Could it be that they will turn into one of the many external threats so feared by Putin? A more likely source of anxiety for the Kremlin stems from the surprisingly strong and admirable resistance of the Ukrainian army and civilian irregulars, whose courage is further boosted by the substantial delivery of defensive weapons from the West.
Not the least of our worries is whether other states may be targeted after the fall of Ukraine. After Putin’s takeover of Crimea, the small state of Moldova was seen (inaccurately) as a most likely candidate. Today some do not hesitate to include the Baltic states as prospective victims of Putin’s neo-imperial instincts. At no other time since Putin’s rise to power has the future seemed so uncertain.
Aside from the consequences of Putin’s obsession about NATO’s imminent threat to Russia’s security, reasons for concern include some of his most outrageous lies: the genocide of Russian-speaking easterners perpetrated by the citizens of western Ukraine, and the presence of neo-Nazi elements in Zelensky’s government, making it imperative to “de-Nazify” Ukraine.
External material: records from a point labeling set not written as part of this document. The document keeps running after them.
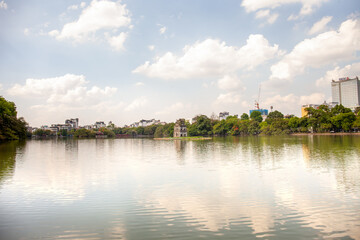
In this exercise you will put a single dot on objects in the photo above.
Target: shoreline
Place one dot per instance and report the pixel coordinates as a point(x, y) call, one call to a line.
point(184, 138)
point(325, 134)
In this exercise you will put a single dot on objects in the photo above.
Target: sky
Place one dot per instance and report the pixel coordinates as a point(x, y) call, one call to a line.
point(123, 61)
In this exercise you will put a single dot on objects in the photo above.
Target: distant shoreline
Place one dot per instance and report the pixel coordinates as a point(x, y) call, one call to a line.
point(325, 134)
point(184, 138)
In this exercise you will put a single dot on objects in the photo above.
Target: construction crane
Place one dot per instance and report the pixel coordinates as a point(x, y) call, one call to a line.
point(257, 102)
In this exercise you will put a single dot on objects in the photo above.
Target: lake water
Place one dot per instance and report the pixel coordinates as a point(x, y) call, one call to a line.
point(228, 188)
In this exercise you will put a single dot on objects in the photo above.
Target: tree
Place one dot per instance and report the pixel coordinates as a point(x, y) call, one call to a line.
point(357, 111)
point(219, 128)
point(294, 123)
point(84, 133)
point(273, 116)
point(254, 127)
point(244, 116)
point(256, 115)
point(202, 127)
point(11, 127)
point(339, 109)
point(343, 121)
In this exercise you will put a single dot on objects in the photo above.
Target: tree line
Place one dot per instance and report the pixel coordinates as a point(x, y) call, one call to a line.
point(321, 120)
point(11, 127)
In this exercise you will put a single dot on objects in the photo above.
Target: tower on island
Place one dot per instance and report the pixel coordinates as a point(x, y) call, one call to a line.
point(180, 129)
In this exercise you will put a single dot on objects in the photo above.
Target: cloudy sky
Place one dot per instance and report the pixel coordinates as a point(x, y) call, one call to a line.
point(129, 60)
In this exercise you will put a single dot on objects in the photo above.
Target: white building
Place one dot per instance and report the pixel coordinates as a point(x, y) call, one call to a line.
point(100, 124)
point(73, 122)
point(223, 115)
point(346, 92)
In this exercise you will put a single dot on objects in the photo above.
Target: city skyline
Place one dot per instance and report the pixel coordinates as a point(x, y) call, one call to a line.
point(122, 61)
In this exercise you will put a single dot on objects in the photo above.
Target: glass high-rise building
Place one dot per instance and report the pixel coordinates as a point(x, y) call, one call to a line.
point(346, 91)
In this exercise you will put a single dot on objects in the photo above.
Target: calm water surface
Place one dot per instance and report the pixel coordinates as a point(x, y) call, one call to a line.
point(226, 188)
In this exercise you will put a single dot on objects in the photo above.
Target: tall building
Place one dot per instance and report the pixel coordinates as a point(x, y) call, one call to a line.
point(346, 91)
point(223, 115)
point(180, 128)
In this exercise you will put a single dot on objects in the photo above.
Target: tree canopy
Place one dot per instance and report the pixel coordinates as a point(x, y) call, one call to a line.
point(11, 127)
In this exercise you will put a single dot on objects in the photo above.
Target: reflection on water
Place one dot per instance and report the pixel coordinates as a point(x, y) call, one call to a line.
point(8, 152)
point(264, 187)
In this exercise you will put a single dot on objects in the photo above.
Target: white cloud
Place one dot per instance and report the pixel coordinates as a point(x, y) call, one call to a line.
point(326, 48)
point(210, 58)
point(137, 103)
point(26, 32)
point(162, 30)
point(117, 42)
point(139, 84)
point(174, 108)
point(307, 5)
point(69, 91)
point(228, 98)
point(270, 18)
point(320, 25)
point(99, 15)
point(73, 7)
point(347, 71)
point(292, 103)
point(3, 5)
point(230, 82)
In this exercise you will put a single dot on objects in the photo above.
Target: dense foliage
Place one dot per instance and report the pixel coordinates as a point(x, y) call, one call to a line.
point(11, 127)
point(323, 119)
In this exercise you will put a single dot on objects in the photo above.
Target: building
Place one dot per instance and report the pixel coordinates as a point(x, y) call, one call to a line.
point(303, 107)
point(145, 123)
point(346, 92)
point(100, 124)
point(223, 115)
point(264, 112)
point(180, 129)
point(73, 122)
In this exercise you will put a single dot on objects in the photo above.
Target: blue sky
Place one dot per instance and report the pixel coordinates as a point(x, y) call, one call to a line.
point(129, 60)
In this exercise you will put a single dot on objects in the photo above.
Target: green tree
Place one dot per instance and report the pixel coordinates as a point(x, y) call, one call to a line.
point(339, 109)
point(256, 115)
point(202, 127)
point(84, 133)
point(219, 128)
point(273, 116)
point(343, 121)
point(42, 132)
point(254, 127)
point(244, 116)
point(294, 124)
point(11, 127)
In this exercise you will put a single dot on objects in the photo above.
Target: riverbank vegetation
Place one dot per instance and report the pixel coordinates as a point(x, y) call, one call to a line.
point(321, 120)
point(11, 127)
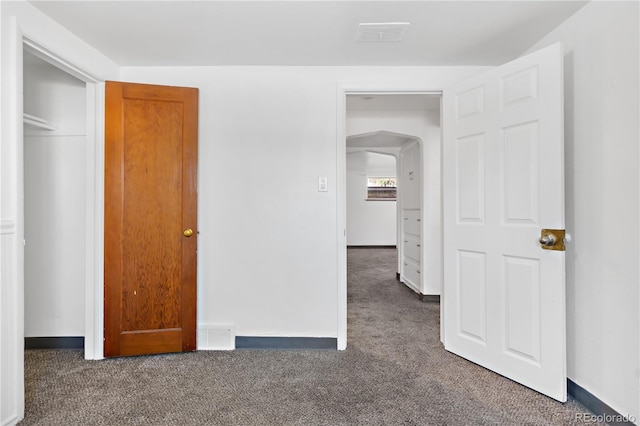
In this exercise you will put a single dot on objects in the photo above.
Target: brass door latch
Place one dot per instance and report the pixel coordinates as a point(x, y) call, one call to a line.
point(552, 239)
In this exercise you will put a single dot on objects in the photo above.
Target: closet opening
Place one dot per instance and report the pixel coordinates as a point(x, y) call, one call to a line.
point(55, 153)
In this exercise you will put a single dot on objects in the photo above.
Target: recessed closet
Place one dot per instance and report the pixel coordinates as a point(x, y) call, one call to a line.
point(55, 144)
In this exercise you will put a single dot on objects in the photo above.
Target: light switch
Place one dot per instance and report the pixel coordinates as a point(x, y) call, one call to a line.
point(322, 184)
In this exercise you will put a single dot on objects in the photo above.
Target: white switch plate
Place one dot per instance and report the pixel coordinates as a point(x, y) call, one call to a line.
point(322, 184)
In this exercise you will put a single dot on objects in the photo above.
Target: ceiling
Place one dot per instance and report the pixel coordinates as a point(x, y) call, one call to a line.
point(299, 32)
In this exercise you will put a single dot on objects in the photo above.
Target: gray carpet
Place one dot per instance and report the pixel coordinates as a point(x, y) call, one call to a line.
point(394, 372)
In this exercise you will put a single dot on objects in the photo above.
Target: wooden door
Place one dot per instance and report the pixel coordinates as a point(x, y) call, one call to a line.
point(504, 304)
point(151, 144)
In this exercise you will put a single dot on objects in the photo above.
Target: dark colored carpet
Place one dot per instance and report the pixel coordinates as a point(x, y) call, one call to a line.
point(394, 372)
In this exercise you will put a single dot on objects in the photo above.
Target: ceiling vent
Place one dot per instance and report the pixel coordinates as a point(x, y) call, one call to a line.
point(381, 32)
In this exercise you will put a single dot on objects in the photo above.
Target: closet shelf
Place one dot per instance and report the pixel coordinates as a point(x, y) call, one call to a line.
point(34, 121)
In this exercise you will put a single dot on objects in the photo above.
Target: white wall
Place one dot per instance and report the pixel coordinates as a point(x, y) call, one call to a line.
point(602, 200)
point(369, 223)
point(54, 170)
point(268, 259)
point(17, 18)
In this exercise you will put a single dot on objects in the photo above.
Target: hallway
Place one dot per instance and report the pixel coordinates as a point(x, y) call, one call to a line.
point(394, 372)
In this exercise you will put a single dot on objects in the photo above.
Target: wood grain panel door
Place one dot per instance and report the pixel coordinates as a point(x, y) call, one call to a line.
point(151, 146)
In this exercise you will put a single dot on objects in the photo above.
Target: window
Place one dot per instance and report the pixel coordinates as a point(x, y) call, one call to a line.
point(381, 189)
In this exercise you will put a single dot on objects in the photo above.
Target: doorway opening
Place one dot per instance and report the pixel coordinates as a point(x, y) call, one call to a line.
point(405, 128)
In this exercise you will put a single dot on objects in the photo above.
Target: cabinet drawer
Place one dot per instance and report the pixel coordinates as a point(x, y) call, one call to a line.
point(411, 246)
point(412, 222)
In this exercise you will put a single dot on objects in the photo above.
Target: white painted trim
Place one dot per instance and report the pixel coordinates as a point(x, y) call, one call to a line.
point(342, 90)
point(47, 55)
point(94, 247)
point(341, 209)
point(7, 226)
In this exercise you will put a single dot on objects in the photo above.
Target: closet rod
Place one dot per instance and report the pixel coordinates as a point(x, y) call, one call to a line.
point(32, 120)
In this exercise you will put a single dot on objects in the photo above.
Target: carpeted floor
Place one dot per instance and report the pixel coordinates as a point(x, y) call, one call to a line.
point(394, 372)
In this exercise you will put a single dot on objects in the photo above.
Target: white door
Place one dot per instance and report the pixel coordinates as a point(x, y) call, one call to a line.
point(504, 295)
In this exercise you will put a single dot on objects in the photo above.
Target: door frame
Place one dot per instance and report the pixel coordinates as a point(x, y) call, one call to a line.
point(342, 90)
point(94, 185)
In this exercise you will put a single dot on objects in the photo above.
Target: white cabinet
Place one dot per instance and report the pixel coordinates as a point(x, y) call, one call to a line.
point(410, 273)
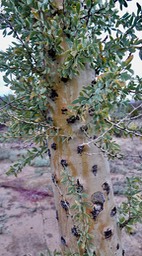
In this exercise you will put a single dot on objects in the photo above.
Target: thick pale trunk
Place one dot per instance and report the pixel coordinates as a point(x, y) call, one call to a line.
point(89, 167)
point(90, 171)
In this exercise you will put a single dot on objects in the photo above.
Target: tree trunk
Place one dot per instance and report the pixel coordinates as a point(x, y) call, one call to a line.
point(90, 170)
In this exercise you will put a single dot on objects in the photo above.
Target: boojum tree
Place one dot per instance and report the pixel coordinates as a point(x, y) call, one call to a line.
point(69, 68)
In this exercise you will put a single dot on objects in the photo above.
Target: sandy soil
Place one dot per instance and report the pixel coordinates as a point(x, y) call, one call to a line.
point(27, 212)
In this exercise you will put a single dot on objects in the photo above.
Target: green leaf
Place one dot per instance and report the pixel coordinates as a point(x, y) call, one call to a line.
point(88, 3)
point(78, 8)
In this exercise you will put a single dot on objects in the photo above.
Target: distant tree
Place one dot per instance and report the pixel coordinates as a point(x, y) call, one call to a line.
point(69, 69)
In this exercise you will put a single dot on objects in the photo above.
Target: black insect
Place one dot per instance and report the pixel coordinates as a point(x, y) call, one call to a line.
point(52, 53)
point(79, 187)
point(49, 119)
point(80, 149)
point(98, 198)
point(91, 111)
point(53, 94)
point(123, 252)
point(74, 231)
point(84, 128)
point(108, 233)
point(64, 163)
point(63, 241)
point(93, 82)
point(72, 119)
point(95, 213)
point(54, 179)
point(98, 207)
point(94, 169)
point(64, 79)
point(54, 146)
point(65, 205)
point(64, 110)
point(106, 187)
point(113, 211)
point(49, 153)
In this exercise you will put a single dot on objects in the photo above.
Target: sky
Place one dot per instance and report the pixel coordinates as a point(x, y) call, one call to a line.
point(136, 63)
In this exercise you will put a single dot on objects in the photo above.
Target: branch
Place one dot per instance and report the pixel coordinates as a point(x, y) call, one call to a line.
point(111, 127)
point(31, 122)
point(123, 128)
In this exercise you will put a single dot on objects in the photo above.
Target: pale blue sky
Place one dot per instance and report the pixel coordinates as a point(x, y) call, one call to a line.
point(136, 64)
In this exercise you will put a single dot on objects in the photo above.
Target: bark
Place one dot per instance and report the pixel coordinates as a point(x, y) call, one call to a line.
point(89, 168)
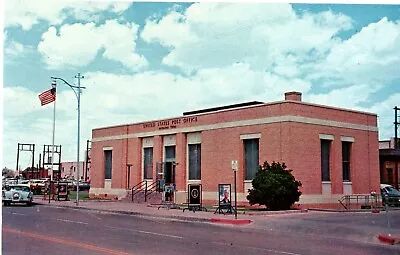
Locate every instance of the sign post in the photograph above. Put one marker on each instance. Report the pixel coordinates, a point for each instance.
(194, 198)
(224, 199)
(234, 168)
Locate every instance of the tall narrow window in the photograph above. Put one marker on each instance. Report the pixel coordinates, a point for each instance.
(346, 147)
(194, 161)
(251, 157)
(108, 164)
(148, 163)
(325, 162)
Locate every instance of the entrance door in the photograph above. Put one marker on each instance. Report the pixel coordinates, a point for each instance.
(169, 172)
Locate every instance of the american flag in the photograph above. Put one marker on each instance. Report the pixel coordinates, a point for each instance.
(48, 96)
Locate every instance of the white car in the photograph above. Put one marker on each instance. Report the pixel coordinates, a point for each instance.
(17, 193)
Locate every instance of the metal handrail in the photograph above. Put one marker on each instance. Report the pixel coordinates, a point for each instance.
(148, 189)
(365, 199)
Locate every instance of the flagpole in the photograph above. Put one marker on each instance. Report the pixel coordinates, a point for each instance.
(54, 131)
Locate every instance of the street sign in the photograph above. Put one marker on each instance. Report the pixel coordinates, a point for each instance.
(234, 165)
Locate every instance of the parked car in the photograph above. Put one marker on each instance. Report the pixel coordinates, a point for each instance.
(17, 193)
(390, 195)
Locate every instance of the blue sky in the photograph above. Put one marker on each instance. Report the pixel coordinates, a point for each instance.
(143, 61)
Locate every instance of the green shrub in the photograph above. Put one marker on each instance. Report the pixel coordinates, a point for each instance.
(275, 187)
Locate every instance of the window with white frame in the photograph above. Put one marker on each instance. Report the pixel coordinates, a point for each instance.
(346, 154)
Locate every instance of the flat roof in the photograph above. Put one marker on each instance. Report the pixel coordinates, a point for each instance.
(220, 108)
(240, 106)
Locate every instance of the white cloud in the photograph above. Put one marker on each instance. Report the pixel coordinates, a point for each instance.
(14, 49)
(19, 101)
(348, 97)
(26, 13)
(78, 44)
(370, 55)
(258, 34)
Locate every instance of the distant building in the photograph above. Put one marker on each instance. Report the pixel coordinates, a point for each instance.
(389, 160)
(332, 151)
(69, 170)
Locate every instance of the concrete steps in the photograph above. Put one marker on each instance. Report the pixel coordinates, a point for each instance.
(139, 197)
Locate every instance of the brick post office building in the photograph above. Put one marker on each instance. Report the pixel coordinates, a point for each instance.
(332, 151)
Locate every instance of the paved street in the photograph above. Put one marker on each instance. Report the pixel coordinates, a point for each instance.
(48, 230)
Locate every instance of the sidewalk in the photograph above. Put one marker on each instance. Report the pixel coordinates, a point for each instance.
(129, 208)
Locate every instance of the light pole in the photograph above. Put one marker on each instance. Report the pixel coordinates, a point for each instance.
(78, 97)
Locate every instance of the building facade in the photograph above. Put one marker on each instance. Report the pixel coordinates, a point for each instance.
(331, 151)
(389, 159)
(69, 170)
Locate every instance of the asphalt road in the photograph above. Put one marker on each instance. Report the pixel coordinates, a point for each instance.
(46, 230)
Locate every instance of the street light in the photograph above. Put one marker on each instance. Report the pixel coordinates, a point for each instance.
(78, 97)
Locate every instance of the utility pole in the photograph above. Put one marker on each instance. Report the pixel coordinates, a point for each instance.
(79, 135)
(78, 97)
(396, 145)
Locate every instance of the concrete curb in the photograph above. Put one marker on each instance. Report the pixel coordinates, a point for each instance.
(193, 219)
(230, 221)
(267, 213)
(389, 239)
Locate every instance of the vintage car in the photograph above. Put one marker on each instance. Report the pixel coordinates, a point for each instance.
(17, 193)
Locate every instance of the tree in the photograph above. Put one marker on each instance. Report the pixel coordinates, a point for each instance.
(275, 187)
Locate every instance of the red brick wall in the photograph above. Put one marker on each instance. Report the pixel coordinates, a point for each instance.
(296, 144)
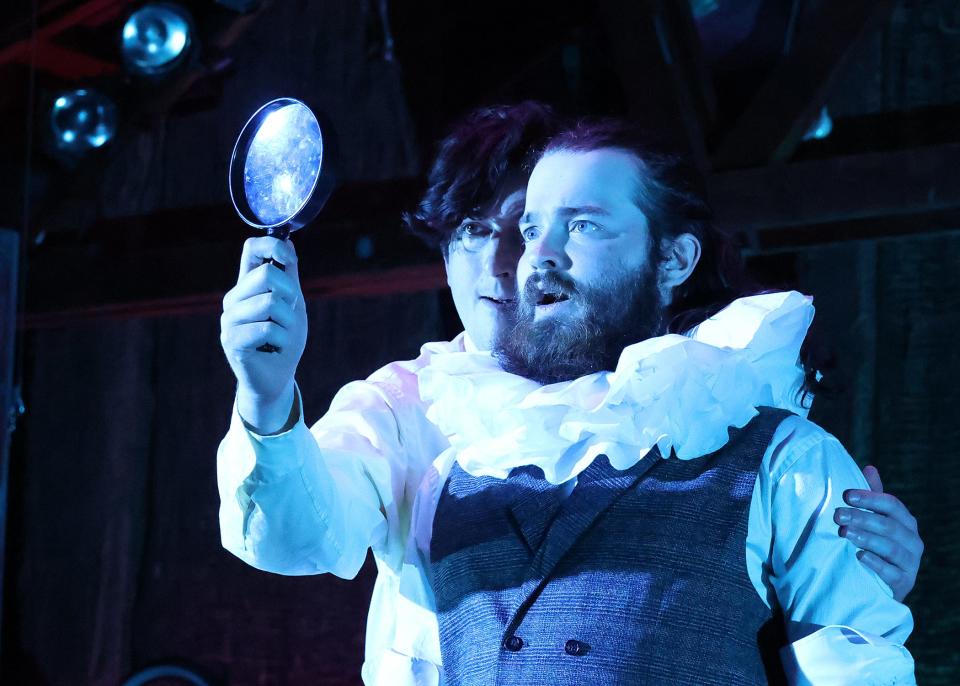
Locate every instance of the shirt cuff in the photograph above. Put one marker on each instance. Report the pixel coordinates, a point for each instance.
(841, 656)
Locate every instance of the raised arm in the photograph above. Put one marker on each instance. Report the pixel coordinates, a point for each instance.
(842, 619)
(292, 501)
(884, 530)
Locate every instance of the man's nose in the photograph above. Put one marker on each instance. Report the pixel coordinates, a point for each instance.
(548, 251)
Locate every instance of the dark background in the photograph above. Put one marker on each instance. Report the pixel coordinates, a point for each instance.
(112, 557)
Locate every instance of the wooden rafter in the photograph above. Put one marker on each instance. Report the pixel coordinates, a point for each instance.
(776, 119)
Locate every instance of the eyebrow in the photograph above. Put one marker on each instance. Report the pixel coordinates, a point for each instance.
(568, 211)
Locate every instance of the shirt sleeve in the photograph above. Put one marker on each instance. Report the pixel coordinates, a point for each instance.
(841, 617)
(309, 501)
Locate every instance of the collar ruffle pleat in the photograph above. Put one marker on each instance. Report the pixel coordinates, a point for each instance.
(681, 394)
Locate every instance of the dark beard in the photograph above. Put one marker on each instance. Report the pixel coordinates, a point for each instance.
(609, 318)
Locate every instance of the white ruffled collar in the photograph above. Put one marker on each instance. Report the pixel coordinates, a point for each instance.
(679, 393)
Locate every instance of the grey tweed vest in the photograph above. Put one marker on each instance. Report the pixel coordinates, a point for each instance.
(637, 577)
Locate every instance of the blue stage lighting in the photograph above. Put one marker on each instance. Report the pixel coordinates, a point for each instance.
(155, 38)
(81, 120)
(821, 128)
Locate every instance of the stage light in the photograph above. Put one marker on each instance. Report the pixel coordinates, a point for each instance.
(155, 38)
(821, 128)
(81, 120)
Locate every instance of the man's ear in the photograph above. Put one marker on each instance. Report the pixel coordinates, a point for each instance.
(681, 255)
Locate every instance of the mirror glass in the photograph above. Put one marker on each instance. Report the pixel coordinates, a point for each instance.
(282, 162)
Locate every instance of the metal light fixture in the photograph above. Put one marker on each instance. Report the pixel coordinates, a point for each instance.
(155, 38)
(81, 120)
(821, 128)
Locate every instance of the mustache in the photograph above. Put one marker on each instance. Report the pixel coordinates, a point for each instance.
(539, 283)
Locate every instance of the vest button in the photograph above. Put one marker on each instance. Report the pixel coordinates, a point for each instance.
(513, 643)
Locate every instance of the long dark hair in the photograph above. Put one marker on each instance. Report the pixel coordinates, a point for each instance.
(671, 192)
(489, 147)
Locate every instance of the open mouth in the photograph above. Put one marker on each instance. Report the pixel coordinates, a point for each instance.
(551, 298)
While Stalin never acknowledged the Holocaust or any other genocide, Putin has evidently no scruples about inventing one: the Soviet leader’s denialism and his tsarist successor’s baseless assertions are in almost perfect alignment in their efforts to falsify history.
As one of Uktaine’s darkest chapters is being written in blood, there is perhaps some consolation in the fact that it is a Russian, Yevtushenko, who, better than anyone else, found the words needed to inspire courage in this most fearsome moment, when Ukrainians are putting their lives on the line:
“I wish that men were possessed of fear
Of condemning man without proper trial,
The fear of debasing ideas by means of untruth
The fear of exalting oneself by means of untruth,
The fear of remaining indifferent to others
When someone is in trouble or depressed,
The desperate fear of not being fearless.”
René Lemarchand is an emeritus professor of political science at the University of Florida.